The ex-Democratic Unionist leader also said they should accept the results of a border poll that backed reunification.
In a speech in Co Donegal, Mr Robinson said he believed Northern Ireland should prepare for the possibility that it might eventually join with Ireland as one country.
“I don’t expect my own house to burn down but I still insure it because it could happen,” Mr Robinson said, according to the Belfast Telegraph.
However, his comments have provoked an angry response from former Ulster Unionist leader Lord Empey who said they would be would be “music to the ears of Irish republicans” and the Irish government.
In the event of a referendum in favour of a united Ireland, Mr Robinson said: “As soon as that decision is taken every democrat will have to accept that decision.”
But Lord Empey accused Mr Robinson of becoming a “Sinn Fein echo chamber”.
He told the Belfast Telegraph: “It is truly hard to fathom that a former senior unionist could be coming out with these sorts of comments when our national Government is in the middle of intense negotiations about the UK’s departure from the EU, where the EU and the Republic’s government are using Northern Ireland as a political football to try and leverage more concessions from the United Kingdom.
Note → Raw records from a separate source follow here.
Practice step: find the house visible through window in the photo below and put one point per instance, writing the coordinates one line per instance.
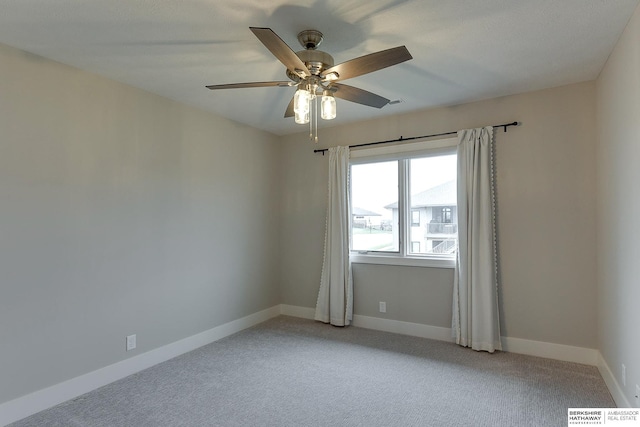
(405, 207)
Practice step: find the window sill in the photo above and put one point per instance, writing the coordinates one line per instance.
(406, 261)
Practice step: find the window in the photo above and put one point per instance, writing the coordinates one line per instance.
(404, 206)
(415, 217)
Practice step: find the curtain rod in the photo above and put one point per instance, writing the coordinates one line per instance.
(505, 126)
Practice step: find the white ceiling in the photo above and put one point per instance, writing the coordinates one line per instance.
(463, 50)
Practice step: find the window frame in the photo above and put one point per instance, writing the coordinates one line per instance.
(403, 153)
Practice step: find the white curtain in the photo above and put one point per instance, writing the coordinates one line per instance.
(335, 298)
(476, 322)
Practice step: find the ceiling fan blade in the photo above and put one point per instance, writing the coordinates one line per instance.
(252, 84)
(280, 50)
(360, 96)
(367, 63)
(289, 111)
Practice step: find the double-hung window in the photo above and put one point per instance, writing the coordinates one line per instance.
(403, 204)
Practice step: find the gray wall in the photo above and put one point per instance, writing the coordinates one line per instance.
(619, 209)
(548, 256)
(122, 212)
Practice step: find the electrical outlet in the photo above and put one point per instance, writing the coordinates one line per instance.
(131, 342)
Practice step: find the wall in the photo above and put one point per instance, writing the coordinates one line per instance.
(546, 224)
(618, 104)
(121, 213)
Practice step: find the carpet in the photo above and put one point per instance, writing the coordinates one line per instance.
(297, 372)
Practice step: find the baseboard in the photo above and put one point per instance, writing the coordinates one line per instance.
(566, 353)
(40, 400)
(297, 311)
(403, 328)
(612, 384)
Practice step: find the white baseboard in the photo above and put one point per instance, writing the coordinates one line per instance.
(586, 356)
(297, 311)
(404, 328)
(612, 384)
(567, 353)
(40, 400)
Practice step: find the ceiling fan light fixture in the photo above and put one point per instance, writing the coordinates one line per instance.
(328, 106)
(301, 102)
(301, 118)
(332, 76)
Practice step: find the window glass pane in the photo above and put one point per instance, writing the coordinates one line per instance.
(432, 184)
(374, 194)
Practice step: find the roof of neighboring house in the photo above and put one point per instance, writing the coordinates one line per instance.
(363, 212)
(440, 195)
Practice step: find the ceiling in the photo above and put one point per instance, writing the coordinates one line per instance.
(462, 50)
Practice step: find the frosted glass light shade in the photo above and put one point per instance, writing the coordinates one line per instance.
(328, 107)
(301, 118)
(301, 102)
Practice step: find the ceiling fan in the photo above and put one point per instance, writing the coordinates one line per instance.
(313, 71)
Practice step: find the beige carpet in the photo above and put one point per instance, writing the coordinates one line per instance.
(295, 372)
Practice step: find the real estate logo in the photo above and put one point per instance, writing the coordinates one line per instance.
(603, 416)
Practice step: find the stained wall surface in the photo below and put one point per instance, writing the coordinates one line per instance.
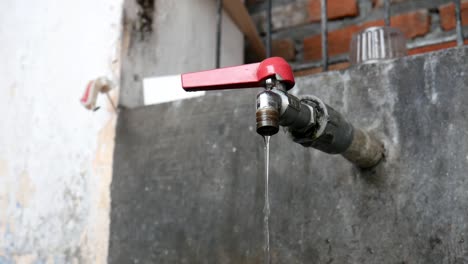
(188, 176)
(55, 156)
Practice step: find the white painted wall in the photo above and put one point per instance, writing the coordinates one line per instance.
(55, 157)
(186, 42)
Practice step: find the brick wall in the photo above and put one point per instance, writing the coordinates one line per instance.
(429, 25)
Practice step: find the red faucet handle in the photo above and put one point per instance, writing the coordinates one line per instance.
(243, 76)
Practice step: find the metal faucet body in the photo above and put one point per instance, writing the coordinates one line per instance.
(308, 120)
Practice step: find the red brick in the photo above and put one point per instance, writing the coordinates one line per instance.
(380, 3)
(447, 15)
(335, 9)
(333, 67)
(434, 47)
(284, 48)
(412, 24)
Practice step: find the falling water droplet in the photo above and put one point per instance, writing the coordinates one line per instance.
(266, 209)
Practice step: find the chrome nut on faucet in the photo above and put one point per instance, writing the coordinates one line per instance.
(310, 122)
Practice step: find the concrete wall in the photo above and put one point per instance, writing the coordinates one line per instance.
(55, 157)
(188, 176)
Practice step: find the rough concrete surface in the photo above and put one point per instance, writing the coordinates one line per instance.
(188, 176)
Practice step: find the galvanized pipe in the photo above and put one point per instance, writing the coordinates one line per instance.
(312, 123)
(218, 33)
(324, 20)
(459, 23)
(387, 12)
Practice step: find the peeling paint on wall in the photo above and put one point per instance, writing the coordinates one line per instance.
(56, 157)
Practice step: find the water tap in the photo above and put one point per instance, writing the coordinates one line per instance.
(309, 121)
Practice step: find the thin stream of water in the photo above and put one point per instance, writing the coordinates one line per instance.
(266, 209)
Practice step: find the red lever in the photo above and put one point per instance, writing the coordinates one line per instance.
(244, 76)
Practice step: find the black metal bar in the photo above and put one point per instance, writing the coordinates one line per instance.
(268, 38)
(324, 19)
(387, 12)
(459, 24)
(218, 33)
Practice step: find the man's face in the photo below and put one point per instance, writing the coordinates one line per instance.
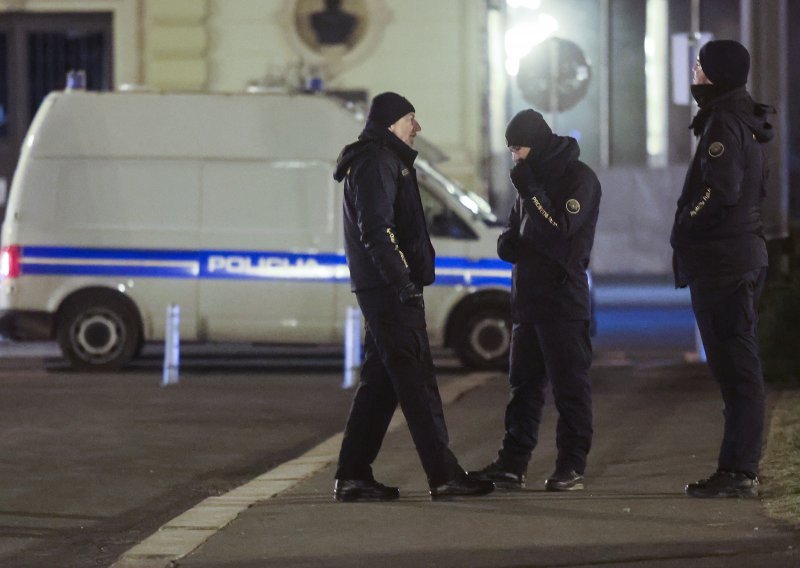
(406, 128)
(699, 77)
(519, 153)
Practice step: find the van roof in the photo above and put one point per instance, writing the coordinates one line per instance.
(191, 125)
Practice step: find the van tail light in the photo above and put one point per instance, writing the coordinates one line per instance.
(9, 262)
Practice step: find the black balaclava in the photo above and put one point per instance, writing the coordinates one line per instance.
(387, 108)
(726, 63)
(528, 128)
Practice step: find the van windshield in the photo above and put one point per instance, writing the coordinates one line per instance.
(472, 202)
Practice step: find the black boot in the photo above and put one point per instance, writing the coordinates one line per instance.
(461, 486)
(564, 481)
(363, 490)
(724, 484)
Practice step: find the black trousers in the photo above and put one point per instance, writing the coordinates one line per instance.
(397, 368)
(726, 309)
(561, 352)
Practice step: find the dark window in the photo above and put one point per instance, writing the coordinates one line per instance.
(3, 86)
(52, 55)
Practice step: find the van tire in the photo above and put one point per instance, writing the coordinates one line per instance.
(484, 340)
(98, 331)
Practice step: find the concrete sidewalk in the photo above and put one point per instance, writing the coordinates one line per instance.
(657, 426)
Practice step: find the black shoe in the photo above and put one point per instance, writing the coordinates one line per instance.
(724, 484)
(462, 486)
(363, 490)
(501, 477)
(564, 481)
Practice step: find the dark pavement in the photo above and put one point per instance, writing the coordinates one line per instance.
(658, 424)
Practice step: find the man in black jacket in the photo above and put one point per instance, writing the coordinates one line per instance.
(548, 238)
(391, 258)
(720, 253)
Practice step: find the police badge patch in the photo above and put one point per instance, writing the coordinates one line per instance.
(573, 206)
(716, 149)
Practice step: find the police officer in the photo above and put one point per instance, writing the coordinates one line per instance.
(548, 238)
(720, 253)
(391, 258)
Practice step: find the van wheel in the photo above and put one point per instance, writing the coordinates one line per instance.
(485, 339)
(98, 331)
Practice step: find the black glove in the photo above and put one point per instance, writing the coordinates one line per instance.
(523, 179)
(410, 295)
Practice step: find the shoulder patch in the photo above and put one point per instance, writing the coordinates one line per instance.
(573, 206)
(716, 149)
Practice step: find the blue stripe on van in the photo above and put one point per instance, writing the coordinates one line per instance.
(235, 265)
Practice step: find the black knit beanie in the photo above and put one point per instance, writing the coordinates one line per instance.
(725, 62)
(528, 128)
(387, 108)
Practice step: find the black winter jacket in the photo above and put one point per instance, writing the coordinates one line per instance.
(718, 228)
(550, 233)
(386, 237)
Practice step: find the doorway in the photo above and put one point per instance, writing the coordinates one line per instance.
(36, 52)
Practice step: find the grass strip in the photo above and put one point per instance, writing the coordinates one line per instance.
(780, 467)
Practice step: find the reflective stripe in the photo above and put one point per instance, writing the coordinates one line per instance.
(236, 265)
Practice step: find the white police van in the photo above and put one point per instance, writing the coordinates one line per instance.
(126, 202)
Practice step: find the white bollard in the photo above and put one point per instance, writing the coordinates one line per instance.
(698, 343)
(352, 347)
(172, 346)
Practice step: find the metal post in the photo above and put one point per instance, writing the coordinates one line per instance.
(352, 347)
(172, 346)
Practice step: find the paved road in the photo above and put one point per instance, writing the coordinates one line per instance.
(657, 427)
(92, 464)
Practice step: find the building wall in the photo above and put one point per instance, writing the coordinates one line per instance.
(426, 50)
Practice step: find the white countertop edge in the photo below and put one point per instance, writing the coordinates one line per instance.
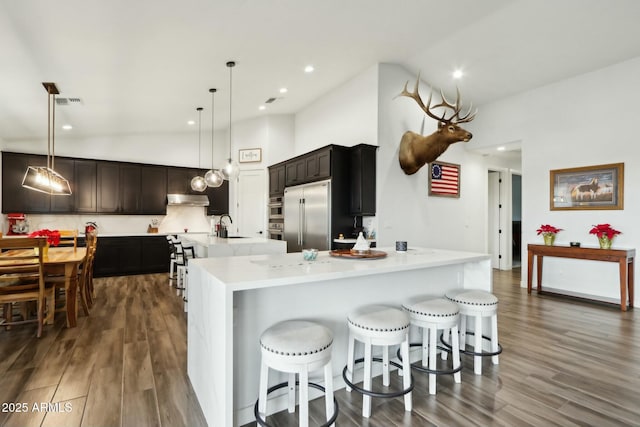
(254, 274)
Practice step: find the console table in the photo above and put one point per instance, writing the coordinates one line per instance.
(624, 257)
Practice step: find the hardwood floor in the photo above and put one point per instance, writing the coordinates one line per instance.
(124, 365)
(565, 362)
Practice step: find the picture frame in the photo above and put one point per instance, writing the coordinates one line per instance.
(589, 187)
(250, 155)
(444, 179)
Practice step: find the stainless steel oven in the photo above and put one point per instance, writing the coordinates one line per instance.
(276, 218)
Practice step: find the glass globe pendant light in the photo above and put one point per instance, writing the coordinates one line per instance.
(197, 182)
(231, 170)
(213, 178)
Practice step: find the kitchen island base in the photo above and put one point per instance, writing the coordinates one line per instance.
(233, 300)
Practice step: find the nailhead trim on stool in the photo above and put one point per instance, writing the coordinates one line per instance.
(433, 315)
(297, 347)
(478, 304)
(382, 326)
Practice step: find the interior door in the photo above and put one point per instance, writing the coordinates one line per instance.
(251, 208)
(494, 220)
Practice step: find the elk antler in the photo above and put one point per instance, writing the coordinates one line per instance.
(456, 107)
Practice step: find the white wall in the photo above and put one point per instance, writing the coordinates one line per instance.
(345, 116)
(364, 110)
(583, 121)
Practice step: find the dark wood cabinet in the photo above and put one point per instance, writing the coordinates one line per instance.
(296, 171)
(363, 180)
(58, 204)
(85, 186)
(179, 180)
(318, 165)
(130, 189)
(108, 187)
(276, 180)
(153, 189)
(131, 255)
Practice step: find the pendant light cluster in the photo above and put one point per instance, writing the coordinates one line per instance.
(213, 177)
(41, 178)
(197, 182)
(231, 170)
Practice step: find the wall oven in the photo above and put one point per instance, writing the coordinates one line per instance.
(276, 218)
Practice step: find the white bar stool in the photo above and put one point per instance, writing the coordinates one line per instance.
(296, 347)
(478, 304)
(382, 326)
(430, 316)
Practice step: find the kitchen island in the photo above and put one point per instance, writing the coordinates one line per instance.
(211, 246)
(233, 300)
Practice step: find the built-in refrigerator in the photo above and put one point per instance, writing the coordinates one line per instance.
(307, 216)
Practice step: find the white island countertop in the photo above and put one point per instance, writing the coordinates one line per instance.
(208, 246)
(263, 271)
(234, 299)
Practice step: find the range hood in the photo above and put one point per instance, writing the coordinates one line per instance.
(187, 200)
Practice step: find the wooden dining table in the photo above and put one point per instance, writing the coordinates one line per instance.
(65, 259)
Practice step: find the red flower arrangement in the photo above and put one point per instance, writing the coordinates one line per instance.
(602, 230)
(53, 236)
(548, 229)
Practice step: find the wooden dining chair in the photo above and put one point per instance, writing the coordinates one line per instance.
(87, 269)
(22, 282)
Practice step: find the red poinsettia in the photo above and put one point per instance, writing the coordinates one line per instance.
(53, 236)
(601, 230)
(548, 229)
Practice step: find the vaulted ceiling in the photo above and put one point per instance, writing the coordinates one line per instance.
(144, 66)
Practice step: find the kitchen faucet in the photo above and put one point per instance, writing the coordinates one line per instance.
(223, 230)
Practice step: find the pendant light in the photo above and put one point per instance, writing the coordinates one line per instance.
(41, 178)
(213, 177)
(231, 170)
(197, 182)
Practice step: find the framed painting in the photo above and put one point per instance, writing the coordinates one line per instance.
(444, 179)
(250, 155)
(589, 187)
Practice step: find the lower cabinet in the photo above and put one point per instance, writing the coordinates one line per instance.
(121, 256)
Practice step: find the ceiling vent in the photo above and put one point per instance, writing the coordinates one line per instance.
(68, 101)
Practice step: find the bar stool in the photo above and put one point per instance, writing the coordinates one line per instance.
(478, 304)
(430, 316)
(296, 347)
(382, 326)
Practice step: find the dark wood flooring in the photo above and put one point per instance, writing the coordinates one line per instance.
(565, 363)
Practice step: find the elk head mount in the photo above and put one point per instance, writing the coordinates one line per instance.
(417, 150)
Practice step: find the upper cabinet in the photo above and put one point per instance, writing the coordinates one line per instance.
(85, 186)
(153, 185)
(276, 180)
(363, 179)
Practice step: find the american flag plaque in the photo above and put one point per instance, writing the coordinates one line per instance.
(444, 179)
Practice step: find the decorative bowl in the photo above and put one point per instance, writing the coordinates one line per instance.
(309, 254)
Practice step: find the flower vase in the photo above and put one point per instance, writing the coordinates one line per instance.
(605, 242)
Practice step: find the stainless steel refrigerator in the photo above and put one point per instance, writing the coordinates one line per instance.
(307, 216)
“Peter Robinson is playing into the hands of our country’s opponents.
“His house insurance analogy is facile.”
Mr Robinson was also critical of the continuing impasse following the collapse of the powersharing administration at Stormont.
In a stark message to the current generation of politicians, Mr Robinson stressed the need to put their differences aside, claiming it was “intolerable” some of them appeared to have “turned their backs” on the electorate.
“Central to protecting the helpful and cordial set of relationships, that have been built up over many years, is the rebirth and smooth operation of the Northern Ireland Assembly, its Executive, along with the North-South and East-West institutions,” he said.
“Without each and all of those parts being in place, and working, relationships will suffer – perhaps drastically.
“The absence of the complete network of connections leaves us all vulnerable to a downward spiral which may lead to toxicity.”